London was interested in socialism, and this story relates to organized labor. It is one of his stories that could now be regarded as science fiction: set in the near future, the story imagines calamitous consequences of a general strike in the USA.

==Plot summary==
The narrator, Corf, is a wealthy resident of San Francisco, with several servants. In his student days he wrote an article "The Dream of Debs", about Eugene V. Debs's idea to have a general strike, years before; now he is experiencing the reality. It is enjoyable at first, "a sort of placid adventure". At his club there is a discussion about how the situation arose: the American Federation of Labor collapsed and its place was taken by the (fictitious) ILW (which has called the strike) because, according to one member, organized labor was unfairly treated by employers: "'You smashed all the old federations and drove labor into the ILW.'"

For several days it remains peaceful; there is shortage of some provisions, and there are fewer cars, since they cannot be repaired. Later, the shortage of food becomes serious; law and order starts to break down. Corf and two other members of his club drive to the edge of the city to steal a cow; having killed it, they are joined by others. "We fought and squabbled over the division like savages." They are soon attacked by "the dreaded peace officers of the ILW." Injured, Corf and his friends, after further incidents and the abandonment of their car when a tire blows, return home without meat.

The Dream of Debs was published in pamphlet form during the 1910s by socialist publisher Charles H. Kerr & Co. of Chicago.

A few days later there is a general flight from the city.
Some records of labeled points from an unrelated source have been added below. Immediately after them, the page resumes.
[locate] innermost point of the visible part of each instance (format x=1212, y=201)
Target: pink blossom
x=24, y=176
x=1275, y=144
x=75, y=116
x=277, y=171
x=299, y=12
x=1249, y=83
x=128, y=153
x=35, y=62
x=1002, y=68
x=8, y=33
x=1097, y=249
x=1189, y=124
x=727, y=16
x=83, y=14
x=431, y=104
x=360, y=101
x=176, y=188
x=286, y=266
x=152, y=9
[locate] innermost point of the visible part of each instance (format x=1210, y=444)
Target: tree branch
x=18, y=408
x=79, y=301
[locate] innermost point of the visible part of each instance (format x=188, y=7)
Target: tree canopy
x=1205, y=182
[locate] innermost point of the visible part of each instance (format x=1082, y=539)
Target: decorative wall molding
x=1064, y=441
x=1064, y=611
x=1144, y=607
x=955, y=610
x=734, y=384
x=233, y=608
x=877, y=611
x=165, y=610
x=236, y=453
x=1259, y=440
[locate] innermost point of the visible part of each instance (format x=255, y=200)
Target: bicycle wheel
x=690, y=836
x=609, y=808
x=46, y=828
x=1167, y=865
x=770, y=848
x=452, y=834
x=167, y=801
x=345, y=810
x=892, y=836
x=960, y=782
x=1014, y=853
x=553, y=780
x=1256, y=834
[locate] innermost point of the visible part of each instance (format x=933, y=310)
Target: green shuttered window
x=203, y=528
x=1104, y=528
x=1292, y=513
Corf has little to eat, and his servants have fled. He and three others from the club leave the city on horses, which would soon have been confiscated for food. Corf aims to get to Menlo, where he has a house and livestock. The streets of San Francisco are deserted; there are abandoned automobiles, and soldiers guard public buildings. By contrast, in the working-class district, where ILW men live, families are living happily.

In the country, conditions have become typical of apocalyptic and post-apocalyptic fiction, in which civilization has collapsed and communication has ceased (as there are no newspapers, and telegraph lines have been cut). "Two hundred thousand people had fled from San Francisco... They had swept everything clean. There had been robbery and fighting. Here and there we passed bodies by the roadside and saw the blackened ruins of farmhouses." Corf finds that his house in Menlo has been emptied, and his housekeeper and other employees have all been killed. He eventually returns to San Francisco alone without his horse, which was stolen from him. He finds that the strike has been called off; the demands of the ILW have been granted.

His servants return to him. He cannot discharge them, as they have been unionized by the ILW. The story ends with the narrator writing: "The tyranny of organized labor is getting beyond endurance. Something must be done."